第1075回 フラーレンと散らし書き
大学ノートの裏表紙にさなえちゃんを描いたの(古井戸『さなえちゃん』)。こんにちは、スパイラル研究所の大島雅生です。
最近、意識的に鉛筆を使うようにしています。高校の前半ぐらいまで、筆記用具と言えば鉛筆に決まっていたものです。ノートを使う時は裏写りしないように下敷きが欠かせませんでした(ついでに言えば下敷きは透明なクリアシートのようなものを愛用し、その中に歌手のブロマイド等を夾むのがトレンドでした)。
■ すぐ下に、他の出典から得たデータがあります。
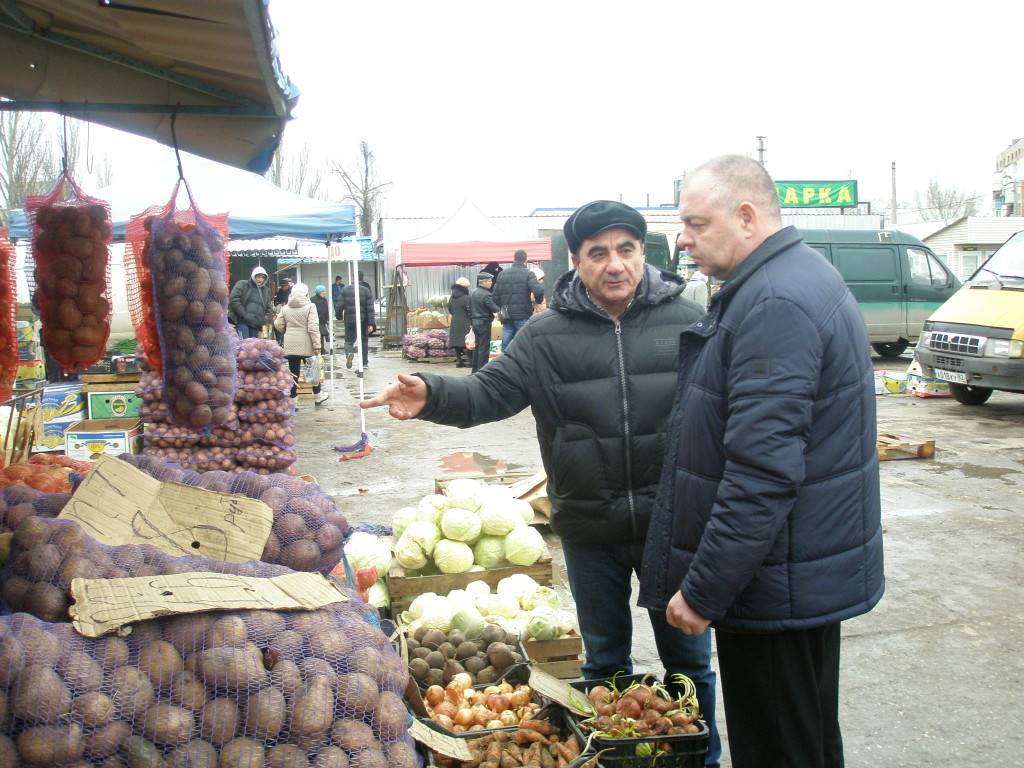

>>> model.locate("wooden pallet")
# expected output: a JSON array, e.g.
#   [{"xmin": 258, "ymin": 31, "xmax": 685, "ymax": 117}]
[{"xmin": 879, "ymin": 432, "xmax": 935, "ymax": 461}]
しかしそれ以降、鉛筆の出番はみるみる縮小していきました。シャーペンの出現もありましたが、それよりも、パソコン、スマホによるデジタル化が大きな原因でしょう。手でものを書く機会そのものがどんどん少なくなっていき、必要ならボールペンやサインペンなどで充分だと思い続けてきました。最近になってようやく、時流に逆らう精神もあって鉛筆の価値を再確認しようという気になったわけです。
芯を削る、字に濃淡をつける、消しゴムで修正する、裏写りを気にする、こういった行為が新鮮で楽しく、鉛筆とはまさに、ものを書いている感覚が直に味わえる貴重な道具です。あらゆるものはこうあるべきではないのかしらん。